Liquor cabinets have been around for some time. They were a location to be able to find all the liquors and accessories necessary to serve up a cocktail or two without breaking up a conversation.

Many people who have them today, prefer liquor cabinets to bars. The reasoning is that they can have a more elegant and understated look, while still offering the storage and serving space that a bar does.

Initially liquor cabinets were meant as a way to hide alcohol. In the 1920s alcohol was outlawed in the United States. Many people who were against Prohibition, and wanted their spirited drinks, invested in liquor cabinets. 

Drink and Money

They looked like other pieces of furniture and blended in with the room, but the homeowner knew the innards of the furniture also contained the sweet nectar they wanted to indulge in at the end of the day.
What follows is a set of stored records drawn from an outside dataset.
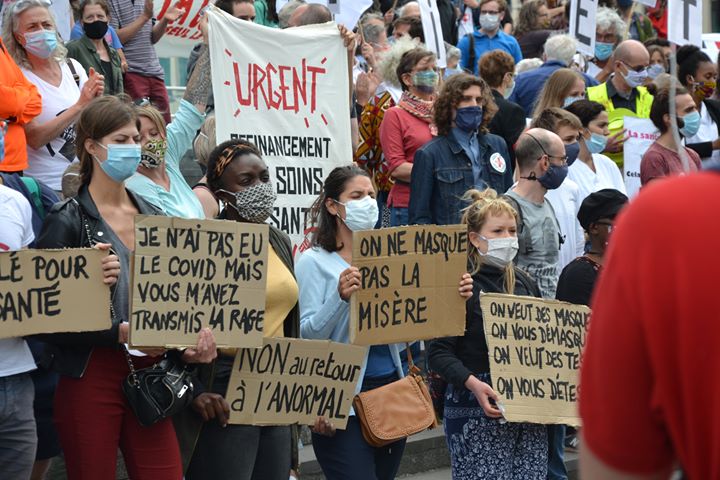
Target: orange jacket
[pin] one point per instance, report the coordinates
(20, 102)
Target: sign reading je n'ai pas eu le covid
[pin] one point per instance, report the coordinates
(287, 92)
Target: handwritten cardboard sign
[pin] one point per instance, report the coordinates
(51, 291)
(294, 381)
(410, 278)
(191, 274)
(535, 348)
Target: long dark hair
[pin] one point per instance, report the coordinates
(318, 218)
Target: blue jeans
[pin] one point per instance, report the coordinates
(556, 453)
(18, 438)
(398, 216)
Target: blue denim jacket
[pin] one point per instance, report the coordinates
(442, 172)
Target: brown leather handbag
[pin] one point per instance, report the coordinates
(396, 410)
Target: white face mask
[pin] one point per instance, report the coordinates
(501, 251)
(360, 214)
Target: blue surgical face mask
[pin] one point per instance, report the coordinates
(596, 143)
(468, 119)
(360, 214)
(41, 43)
(572, 150)
(554, 177)
(692, 124)
(122, 161)
(603, 50)
(570, 100)
(655, 69)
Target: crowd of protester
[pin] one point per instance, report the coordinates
(520, 138)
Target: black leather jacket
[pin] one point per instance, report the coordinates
(68, 353)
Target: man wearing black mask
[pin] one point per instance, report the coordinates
(91, 50)
(463, 155)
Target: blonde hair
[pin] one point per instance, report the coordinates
(10, 25)
(556, 89)
(482, 205)
(154, 115)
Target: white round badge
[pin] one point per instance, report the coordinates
(498, 163)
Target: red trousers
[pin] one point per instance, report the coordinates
(93, 419)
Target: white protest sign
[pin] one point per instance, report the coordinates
(430, 16)
(711, 45)
(346, 12)
(182, 34)
(641, 133)
(686, 24)
(288, 94)
(582, 25)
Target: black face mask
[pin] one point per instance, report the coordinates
(95, 30)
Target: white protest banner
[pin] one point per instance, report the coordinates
(290, 380)
(182, 34)
(288, 94)
(711, 45)
(582, 25)
(409, 290)
(685, 22)
(192, 274)
(51, 291)
(535, 349)
(345, 12)
(641, 133)
(430, 16)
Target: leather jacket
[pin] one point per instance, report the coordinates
(68, 353)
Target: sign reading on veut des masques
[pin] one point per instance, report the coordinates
(291, 380)
(535, 349)
(191, 274)
(51, 291)
(410, 279)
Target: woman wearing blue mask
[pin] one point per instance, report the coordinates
(31, 37)
(481, 444)
(663, 158)
(593, 171)
(92, 416)
(327, 280)
(237, 175)
(408, 126)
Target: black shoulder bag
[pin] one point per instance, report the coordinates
(155, 392)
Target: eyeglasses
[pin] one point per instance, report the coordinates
(564, 157)
(22, 5)
(638, 69)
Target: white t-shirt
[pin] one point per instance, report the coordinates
(48, 163)
(566, 201)
(606, 175)
(15, 233)
(708, 132)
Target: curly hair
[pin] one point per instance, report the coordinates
(529, 18)
(451, 95)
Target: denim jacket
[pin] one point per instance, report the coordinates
(442, 172)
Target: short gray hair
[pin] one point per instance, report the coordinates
(608, 19)
(10, 25)
(560, 47)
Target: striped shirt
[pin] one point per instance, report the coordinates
(139, 50)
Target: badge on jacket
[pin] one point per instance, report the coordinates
(498, 163)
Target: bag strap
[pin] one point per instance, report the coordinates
(76, 77)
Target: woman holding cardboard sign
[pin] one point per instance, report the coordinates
(480, 444)
(238, 176)
(92, 415)
(327, 280)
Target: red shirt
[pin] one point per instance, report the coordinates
(660, 161)
(650, 390)
(401, 134)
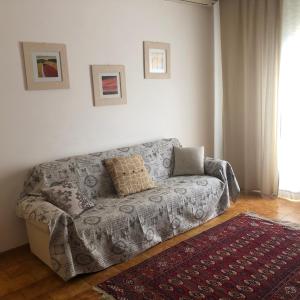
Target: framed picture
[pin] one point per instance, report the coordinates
(109, 84)
(46, 66)
(157, 60)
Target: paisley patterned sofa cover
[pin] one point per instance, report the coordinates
(116, 229)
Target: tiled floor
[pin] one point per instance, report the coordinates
(23, 276)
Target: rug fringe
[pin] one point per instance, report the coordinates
(287, 224)
(104, 296)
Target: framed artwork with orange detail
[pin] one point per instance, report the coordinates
(46, 66)
(109, 84)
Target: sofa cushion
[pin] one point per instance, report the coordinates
(68, 197)
(88, 172)
(189, 161)
(128, 174)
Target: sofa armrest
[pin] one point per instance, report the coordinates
(223, 171)
(36, 208)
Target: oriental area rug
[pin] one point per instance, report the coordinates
(246, 257)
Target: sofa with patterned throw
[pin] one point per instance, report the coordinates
(99, 229)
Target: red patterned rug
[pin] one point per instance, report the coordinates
(246, 257)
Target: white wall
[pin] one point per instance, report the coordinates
(37, 126)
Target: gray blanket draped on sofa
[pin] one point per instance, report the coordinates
(119, 228)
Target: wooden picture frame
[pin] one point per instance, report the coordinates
(109, 85)
(157, 60)
(46, 66)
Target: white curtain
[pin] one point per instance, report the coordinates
(250, 37)
(289, 102)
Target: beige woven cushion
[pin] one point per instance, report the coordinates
(129, 174)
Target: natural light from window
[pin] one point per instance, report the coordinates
(289, 103)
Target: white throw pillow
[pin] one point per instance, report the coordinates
(189, 161)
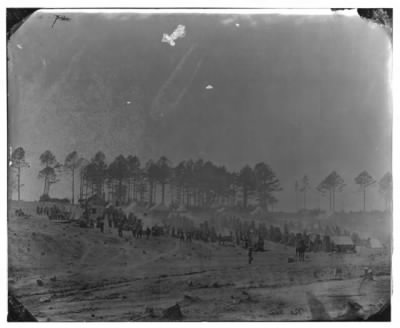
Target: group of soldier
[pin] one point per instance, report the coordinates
(118, 219)
(50, 211)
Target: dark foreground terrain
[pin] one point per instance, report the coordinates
(61, 272)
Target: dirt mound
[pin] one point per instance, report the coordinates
(173, 313)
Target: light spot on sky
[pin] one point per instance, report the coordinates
(178, 33)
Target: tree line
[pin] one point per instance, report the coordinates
(334, 183)
(199, 183)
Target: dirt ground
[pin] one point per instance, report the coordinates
(62, 272)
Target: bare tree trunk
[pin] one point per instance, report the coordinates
(364, 189)
(19, 183)
(73, 186)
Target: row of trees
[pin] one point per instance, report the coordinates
(334, 183)
(191, 183)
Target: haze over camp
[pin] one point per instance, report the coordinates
(220, 167)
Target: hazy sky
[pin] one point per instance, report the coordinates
(306, 94)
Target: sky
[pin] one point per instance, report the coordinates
(307, 94)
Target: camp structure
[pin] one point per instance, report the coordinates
(343, 244)
(258, 212)
(181, 209)
(94, 207)
(374, 243)
(131, 208)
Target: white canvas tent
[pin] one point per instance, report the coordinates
(76, 213)
(375, 243)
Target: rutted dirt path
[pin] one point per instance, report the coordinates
(87, 275)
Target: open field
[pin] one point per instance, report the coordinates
(85, 275)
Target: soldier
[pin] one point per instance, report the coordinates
(121, 225)
(250, 254)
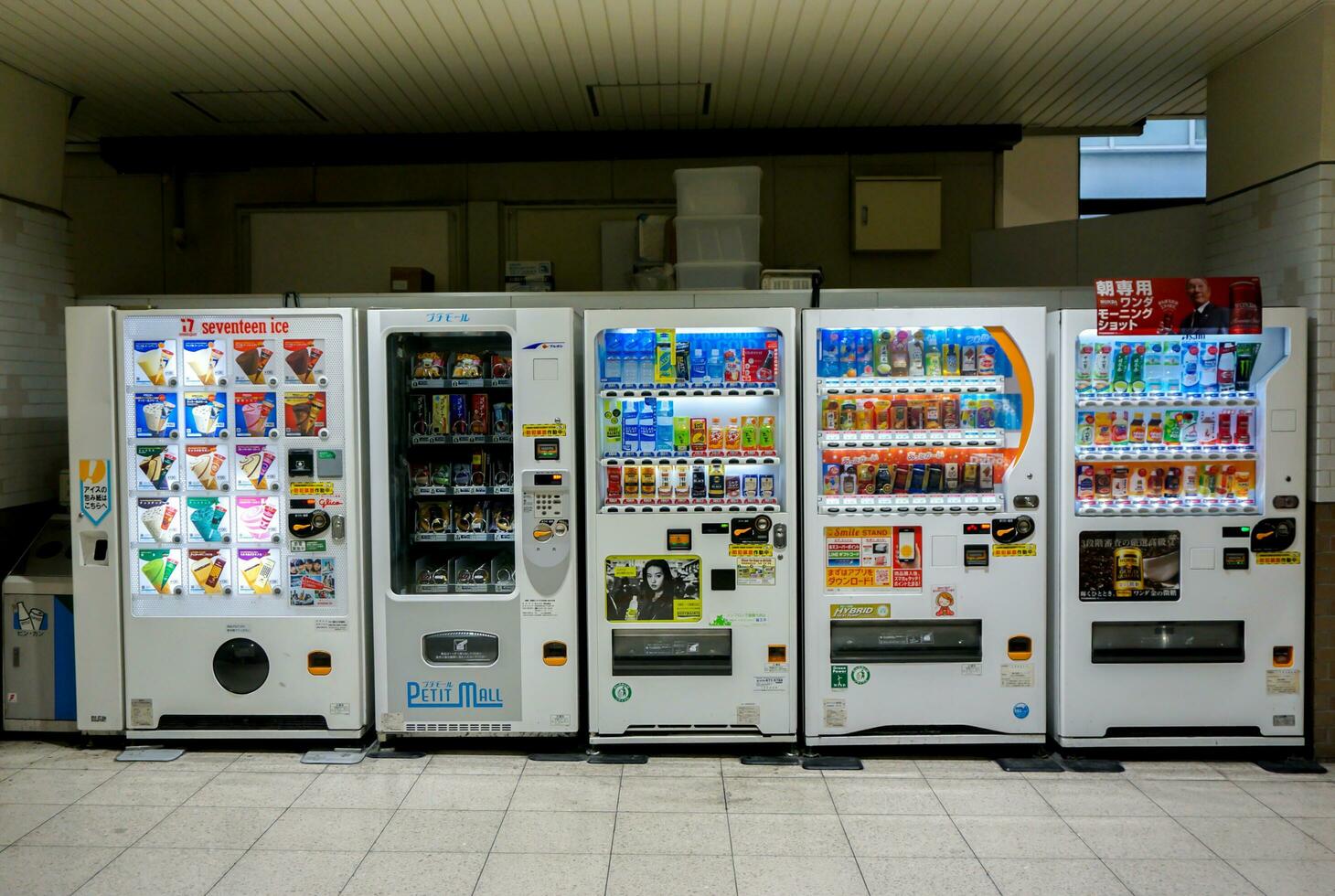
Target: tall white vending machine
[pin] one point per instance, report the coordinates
(690, 553)
(924, 480)
(475, 569)
(218, 498)
(1179, 492)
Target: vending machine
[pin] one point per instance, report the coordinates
(690, 553)
(924, 478)
(1179, 486)
(217, 478)
(475, 569)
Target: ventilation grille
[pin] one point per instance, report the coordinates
(251, 107)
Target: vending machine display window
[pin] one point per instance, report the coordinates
(452, 449)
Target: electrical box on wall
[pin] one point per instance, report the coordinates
(896, 214)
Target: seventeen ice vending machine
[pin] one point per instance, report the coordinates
(217, 475)
(1179, 501)
(924, 485)
(690, 557)
(475, 573)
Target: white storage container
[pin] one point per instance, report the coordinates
(717, 275)
(719, 238)
(717, 191)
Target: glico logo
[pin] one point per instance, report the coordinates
(449, 695)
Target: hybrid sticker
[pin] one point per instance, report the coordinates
(450, 695)
(311, 581)
(93, 489)
(208, 464)
(153, 466)
(155, 415)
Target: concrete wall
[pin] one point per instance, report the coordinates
(124, 223)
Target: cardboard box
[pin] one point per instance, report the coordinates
(411, 279)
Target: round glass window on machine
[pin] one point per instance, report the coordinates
(240, 666)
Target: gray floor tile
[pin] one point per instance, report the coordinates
(356, 792)
(1295, 799)
(325, 829)
(269, 789)
(672, 794)
(806, 875)
(17, 819)
(904, 837)
(51, 870)
(417, 873)
(1053, 878)
(778, 795)
(1009, 796)
(1288, 878)
(1071, 795)
(1180, 878)
(162, 872)
(531, 875)
(134, 786)
(882, 796)
(788, 835)
(1234, 838)
(993, 837)
(670, 876)
(925, 878)
(541, 794)
(672, 834)
(206, 827)
(440, 831)
(1116, 837)
(461, 792)
(315, 873)
(96, 826)
(1190, 797)
(556, 832)
(51, 785)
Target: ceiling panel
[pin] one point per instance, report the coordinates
(466, 66)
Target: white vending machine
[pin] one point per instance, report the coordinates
(690, 553)
(1179, 501)
(217, 495)
(475, 569)
(924, 485)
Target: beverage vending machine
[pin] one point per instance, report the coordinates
(475, 573)
(690, 554)
(217, 478)
(924, 480)
(1179, 505)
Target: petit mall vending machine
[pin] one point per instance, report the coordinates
(924, 480)
(692, 556)
(1179, 484)
(217, 480)
(475, 571)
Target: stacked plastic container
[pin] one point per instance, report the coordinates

After the days of Prohibition, people weren't going to get rid of their liquor cabinets, they remained a part of the home furnishings, and likely the subject of stories about how they broke the law to have the drinks they wanted, at a time when they weren't supposed to.

Over the course of the 20th century, the liquor cabinets lost their trendy position in the world, and many people started changing them out. Today having a full-blown bar is more popular than having the subdued liquor cabinet as your home's alcohol center.